US 12,067,351 B2
Systems and methods for extracting text from portable document format data
Stephan Schwiebert, Sydney (AU); Velislava Yanchina, Byron Bay (AU); and Henrry Eduardo Iguaro Jaramillo, Sydney (AU)
Assigned to CANVA PTY LTD, Surry Hills (AU)
Filed by Canva Pty Ltd, Surry Hills (AU)
Filed on Feb. 28, 2022, as Appl. No. 17/682,718.
Claims priority of application No. 2021201352 (AU), filed on Mar. 2, 2021.
Prior Publication US 2022/0284175 A1, Sep. 8, 2022
Int. Cl. G06F 17/00 (2019.01); G06F 40/166 (2020.01); G06F 40/205 (2020.01); G06F 40/279 (2020.01); G06V 30/10 (2022.01); G06F 40/10 (2020.01)

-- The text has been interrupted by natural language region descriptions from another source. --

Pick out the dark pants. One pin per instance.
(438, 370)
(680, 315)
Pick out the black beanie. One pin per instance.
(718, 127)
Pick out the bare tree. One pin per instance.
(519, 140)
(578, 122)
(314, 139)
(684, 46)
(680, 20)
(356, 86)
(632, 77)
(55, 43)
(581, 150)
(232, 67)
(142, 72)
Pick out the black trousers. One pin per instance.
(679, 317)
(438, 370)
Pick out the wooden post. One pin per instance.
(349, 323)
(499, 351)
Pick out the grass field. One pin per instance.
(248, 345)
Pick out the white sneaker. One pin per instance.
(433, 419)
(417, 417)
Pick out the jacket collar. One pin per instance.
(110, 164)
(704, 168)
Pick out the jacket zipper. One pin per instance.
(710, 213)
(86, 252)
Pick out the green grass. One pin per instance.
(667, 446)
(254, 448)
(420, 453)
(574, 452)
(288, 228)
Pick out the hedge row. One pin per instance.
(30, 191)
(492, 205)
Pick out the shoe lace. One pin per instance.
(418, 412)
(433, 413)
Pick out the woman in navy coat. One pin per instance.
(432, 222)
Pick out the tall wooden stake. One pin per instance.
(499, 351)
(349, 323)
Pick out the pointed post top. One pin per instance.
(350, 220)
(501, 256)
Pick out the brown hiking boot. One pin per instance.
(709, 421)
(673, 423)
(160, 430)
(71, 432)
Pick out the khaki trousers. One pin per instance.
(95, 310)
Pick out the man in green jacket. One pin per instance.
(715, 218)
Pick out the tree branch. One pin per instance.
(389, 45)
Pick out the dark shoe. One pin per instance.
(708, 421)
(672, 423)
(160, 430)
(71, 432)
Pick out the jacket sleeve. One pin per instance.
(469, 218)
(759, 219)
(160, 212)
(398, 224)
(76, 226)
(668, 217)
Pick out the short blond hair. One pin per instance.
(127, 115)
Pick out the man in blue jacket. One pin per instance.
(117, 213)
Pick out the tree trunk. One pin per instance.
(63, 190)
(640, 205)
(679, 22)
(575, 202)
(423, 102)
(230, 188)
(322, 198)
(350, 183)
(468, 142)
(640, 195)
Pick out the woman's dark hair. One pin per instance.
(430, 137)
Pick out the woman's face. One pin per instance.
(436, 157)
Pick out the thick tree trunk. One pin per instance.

CPC G06F 40/166 (2020.01) [G06F 40/205 (2020.01); G06F 40/279 (2020.01); G06V 30/10 (2022.01); G06F 40/10 (2020.01)] 19 Claims
OG exemplary drawing
 
1. A computer implemented method including:
accessing, by a computer system including a processing unit, portable document format (PDF) text data, the PDF text data defining a plurality of glyphs by way of data specifying glyph attribute values;
sorting, by the processing unit, the plurality of glyphs into a plurality of glyph sets, wherein sorting the plurality of glyphs into the plurality of glyph sets includes:
associating a first subset of glyphs from the plurality of glyphs with a first glyph set, wherein the first glyph set has an associated first set of grouping attribute values and wherein the association of the first subset of glyphs with the first glyph set is based on the glyph attribute values of the first subset of glyphs corresponding to the first set of grouping attribute values; and
associating a second subset of glyphs from the plurality of glyphs with a second glyph set, wherein the second glyph set has an associated second set of grouping attribute values and wherein the association of the second subset of glyphs with the second glyph set is based on a determination by the processing unit that the glyph attribute values in the second subset of glyphs correspond to the second set of grouping attribute values, the second set of grouping attribute values being different to the first set of grouping attribute values;
calculating, for each glyph, an expanded bounding box, wherein a different expanded bounding box is calculated for each glyph by manipulating an initial bounding box of each glyph;
processing the first glyph set to determine one or more text areas, each text area being associated with one or more glyphs, and wherein processing the first glyph set to determine the one or more text areas includes:
identifying a first distinct group of glyphs from the first glyph set, the first distinct group of glyphs including one or more glyphs from the first glyph set which have collectively overlapping expanded bounding boxes;
associating each glyph in the first distinct group of glyphs with a first text area; and
identifying a second distinct group of glyphs from the first glyph set, the second distinct group of glyphs including one or more glyphs from the first glyph set which are not in the first distinct group of glyphs and which have collectively overlapping expanded bounding boxes; and
associating each glyph in the second distinct group of glyphs with a second text area.